With so many variables, most doctors recommend having a personal asthma action plan. This plan must be understood and followed by everyone who cares for the child--babysitters, day care staff, teachers, school nurses and camp counselors.
If all of that is not complicated enough, there is more. Most of the long-term and the quick relief medications involve not just popping a pill but using specialized devices and equipment--inhalers, spacers, discuses, compressors, peak flow meters, spirometers, nebulizers and masks.
There are many steps involved in using most of these devices properly. And a mistake means the child is not getting the proper dose and may be at risk of severe symptoms.
When emergency department staff see asthmatic children being brought in repeatedly, it's pretty easy to figure out that at least some of these children either have no long-term Asthma Action Plan or else it is not being followed as closely as it should be.
The IMPACT DC (Improving Pediatric Asthma Care in The District of Columbia) program was based on such an observation. Doctors found that very few of the children being brought in to the emergency department were going back to primary care providers who could help them re-establish daily control.
The Asthma Clinic that was established as a result made substantial use of asthma educators, reviewing with families the basics of asthma care and the need for a coordinated treatment approach involving the family, school nurses, pharmacists and subspeciality doctors and nurses.
A study found that subjects at the clinic had dramatically fewer emergency department visits, significantly better use of daily controller medications and dramatic improvements in asthma-related quality of life.
The clinic was considered not an end in itself but a means to an end--greater understanding by the patient and his or her family about the importance of day-to-day self management in order to prevent short-term flare-ups.
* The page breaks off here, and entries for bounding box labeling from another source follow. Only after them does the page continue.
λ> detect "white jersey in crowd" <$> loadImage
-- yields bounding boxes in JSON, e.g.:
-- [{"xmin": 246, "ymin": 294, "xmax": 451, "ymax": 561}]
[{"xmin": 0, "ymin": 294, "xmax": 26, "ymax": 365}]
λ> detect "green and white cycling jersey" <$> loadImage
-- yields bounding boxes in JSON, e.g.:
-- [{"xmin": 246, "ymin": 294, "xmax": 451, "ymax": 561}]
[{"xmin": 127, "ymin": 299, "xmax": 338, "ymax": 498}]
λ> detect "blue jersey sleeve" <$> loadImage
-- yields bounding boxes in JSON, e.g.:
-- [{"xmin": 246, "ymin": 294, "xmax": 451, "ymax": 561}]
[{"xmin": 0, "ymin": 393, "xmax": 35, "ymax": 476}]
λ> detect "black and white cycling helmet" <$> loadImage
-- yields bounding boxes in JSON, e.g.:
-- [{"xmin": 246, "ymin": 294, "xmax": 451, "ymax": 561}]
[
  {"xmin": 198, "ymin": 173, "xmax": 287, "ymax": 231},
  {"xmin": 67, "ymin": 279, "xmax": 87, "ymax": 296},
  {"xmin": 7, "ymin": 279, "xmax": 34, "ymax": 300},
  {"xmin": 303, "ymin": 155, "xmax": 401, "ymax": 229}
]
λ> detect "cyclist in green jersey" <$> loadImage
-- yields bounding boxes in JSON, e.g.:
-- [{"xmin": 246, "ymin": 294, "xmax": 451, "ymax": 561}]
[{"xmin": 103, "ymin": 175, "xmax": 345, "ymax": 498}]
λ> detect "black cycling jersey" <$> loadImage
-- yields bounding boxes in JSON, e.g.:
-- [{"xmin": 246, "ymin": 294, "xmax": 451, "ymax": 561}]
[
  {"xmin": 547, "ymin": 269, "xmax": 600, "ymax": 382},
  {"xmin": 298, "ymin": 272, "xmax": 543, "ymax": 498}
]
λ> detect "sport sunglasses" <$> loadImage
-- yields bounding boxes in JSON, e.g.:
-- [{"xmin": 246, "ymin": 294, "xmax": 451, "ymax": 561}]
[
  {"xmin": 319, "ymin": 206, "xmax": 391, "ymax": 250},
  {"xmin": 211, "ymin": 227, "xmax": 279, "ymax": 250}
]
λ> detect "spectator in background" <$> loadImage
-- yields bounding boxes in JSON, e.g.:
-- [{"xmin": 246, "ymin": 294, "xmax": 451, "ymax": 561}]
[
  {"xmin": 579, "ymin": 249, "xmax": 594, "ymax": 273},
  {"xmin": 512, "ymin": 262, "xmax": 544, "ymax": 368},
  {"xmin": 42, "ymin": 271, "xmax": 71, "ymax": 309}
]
It all starts with education -- how and why to monitor your breathing and take control medications even when you don't have symptoms. The many devices used by the patient are designed to make asthma control easier, but they do so only if they are used properly. The best way to learn is to have a health professional demonstrate proper use, then have you demonstrate back to them to make sure you have it right.
As frightening as the symptoms may be when an attack occurs, it's possible to go through life with few emergencies and a normal quality of life.
This information was submitted by Northeastern Vermont Regional Hospital in St. Johnsbury and is meant to complement, not replace, the advice and care you receive from your health care provider.